If you are like me and get paid every 2 weeks as opposed to twice a month, December may have been one of those "special" months with an extra payday. This month my fiance and I will both be getting paid the 1st, the 15th and the 29th. With the exception of our mortgage which is paid every two weeks, all of our other expenses are monthly. Therefore last Friday's paycheck "drops to the bottom line". The real question is, what should I do with this extra money?

With Christmas approaching, it would be very easy to simply plow all that money towards presents, but at risk of sounding like a Scrooge, I'm simply not willing to spend that much on presents.

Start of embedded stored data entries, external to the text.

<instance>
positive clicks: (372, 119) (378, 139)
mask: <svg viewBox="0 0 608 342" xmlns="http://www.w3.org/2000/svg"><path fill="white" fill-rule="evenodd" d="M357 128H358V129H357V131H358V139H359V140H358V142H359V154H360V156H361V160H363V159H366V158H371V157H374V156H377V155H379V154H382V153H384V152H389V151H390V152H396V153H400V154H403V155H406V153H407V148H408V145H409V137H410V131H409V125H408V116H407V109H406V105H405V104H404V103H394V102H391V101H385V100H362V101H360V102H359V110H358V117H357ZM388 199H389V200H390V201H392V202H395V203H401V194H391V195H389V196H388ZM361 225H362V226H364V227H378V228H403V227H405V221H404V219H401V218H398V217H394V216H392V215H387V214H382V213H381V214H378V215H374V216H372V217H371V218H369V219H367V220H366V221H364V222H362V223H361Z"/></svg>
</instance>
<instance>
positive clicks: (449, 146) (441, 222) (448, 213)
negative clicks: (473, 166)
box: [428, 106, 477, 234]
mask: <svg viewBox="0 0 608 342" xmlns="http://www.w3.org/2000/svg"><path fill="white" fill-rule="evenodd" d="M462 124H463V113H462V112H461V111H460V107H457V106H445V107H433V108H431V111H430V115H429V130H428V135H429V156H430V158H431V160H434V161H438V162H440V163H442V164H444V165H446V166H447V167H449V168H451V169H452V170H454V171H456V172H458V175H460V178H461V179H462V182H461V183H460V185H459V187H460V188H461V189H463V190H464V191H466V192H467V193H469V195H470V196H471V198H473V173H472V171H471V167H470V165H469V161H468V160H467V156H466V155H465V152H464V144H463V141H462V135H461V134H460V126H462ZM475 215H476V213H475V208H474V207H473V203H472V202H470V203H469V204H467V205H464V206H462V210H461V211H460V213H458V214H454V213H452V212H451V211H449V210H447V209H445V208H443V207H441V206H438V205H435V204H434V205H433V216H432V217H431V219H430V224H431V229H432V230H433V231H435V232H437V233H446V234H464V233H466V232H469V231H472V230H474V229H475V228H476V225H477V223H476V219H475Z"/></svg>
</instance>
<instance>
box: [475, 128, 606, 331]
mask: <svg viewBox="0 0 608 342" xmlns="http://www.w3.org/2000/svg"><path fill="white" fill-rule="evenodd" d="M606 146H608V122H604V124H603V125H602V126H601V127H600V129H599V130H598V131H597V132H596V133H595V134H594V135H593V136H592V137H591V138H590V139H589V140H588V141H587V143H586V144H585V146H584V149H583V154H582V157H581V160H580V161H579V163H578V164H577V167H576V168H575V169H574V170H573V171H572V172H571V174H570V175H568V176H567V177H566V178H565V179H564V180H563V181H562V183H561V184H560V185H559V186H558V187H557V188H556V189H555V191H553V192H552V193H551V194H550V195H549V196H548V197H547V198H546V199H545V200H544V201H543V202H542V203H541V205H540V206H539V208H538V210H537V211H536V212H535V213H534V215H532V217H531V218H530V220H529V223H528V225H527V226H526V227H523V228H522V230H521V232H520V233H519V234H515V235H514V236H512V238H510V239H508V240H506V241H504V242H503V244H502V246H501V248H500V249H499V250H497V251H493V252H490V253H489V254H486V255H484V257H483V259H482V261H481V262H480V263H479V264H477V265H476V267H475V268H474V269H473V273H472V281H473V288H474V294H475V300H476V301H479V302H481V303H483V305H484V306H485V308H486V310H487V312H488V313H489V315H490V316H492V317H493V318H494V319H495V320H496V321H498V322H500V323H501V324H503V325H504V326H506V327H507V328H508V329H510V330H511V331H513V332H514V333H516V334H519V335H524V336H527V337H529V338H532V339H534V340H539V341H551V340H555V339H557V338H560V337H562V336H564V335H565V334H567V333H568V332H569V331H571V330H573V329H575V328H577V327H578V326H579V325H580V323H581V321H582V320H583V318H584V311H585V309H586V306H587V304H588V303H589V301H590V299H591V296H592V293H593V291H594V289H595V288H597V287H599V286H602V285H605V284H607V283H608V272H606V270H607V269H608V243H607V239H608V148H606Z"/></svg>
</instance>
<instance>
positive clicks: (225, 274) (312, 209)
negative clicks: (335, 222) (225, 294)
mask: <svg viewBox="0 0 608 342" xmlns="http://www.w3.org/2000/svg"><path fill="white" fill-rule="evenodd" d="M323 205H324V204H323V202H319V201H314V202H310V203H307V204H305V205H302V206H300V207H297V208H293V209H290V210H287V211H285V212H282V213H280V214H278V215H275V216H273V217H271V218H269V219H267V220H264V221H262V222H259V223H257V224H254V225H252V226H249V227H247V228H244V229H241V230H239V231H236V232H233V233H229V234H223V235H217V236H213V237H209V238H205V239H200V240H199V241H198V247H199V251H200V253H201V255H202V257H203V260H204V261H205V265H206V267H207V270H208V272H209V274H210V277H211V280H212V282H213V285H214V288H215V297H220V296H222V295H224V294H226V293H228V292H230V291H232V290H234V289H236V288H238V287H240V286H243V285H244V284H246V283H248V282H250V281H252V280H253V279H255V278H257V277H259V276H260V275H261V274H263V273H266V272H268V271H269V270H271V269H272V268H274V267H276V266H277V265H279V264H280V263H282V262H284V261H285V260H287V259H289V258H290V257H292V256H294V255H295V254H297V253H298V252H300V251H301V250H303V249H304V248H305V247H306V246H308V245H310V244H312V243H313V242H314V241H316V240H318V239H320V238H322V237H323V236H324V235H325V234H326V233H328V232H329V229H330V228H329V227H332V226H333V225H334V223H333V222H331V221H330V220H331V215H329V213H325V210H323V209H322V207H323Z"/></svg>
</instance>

So here is my plan: treat the money like any other paycheck, and the leftovers go to presents. What do I mean by this? Well, my student loan, car loan and savings (RSP/Emergency) come out on the 15th and 30th each month. Since I have cheques coming on the 15th and again on the 29th, those regular payments are already taken care of. Therefore, this month I will be making an extra car, student loan and savings payment. There will be some left over as water, electricity, property tax, cable/phone wont need an extra payment. It is this money that will be applied to presents. The funny thing is, after doing the math, it works out perfectly with what I was planning on spending anyway.

I'd be interested to know what anybody else in this situation is doing with this windfall.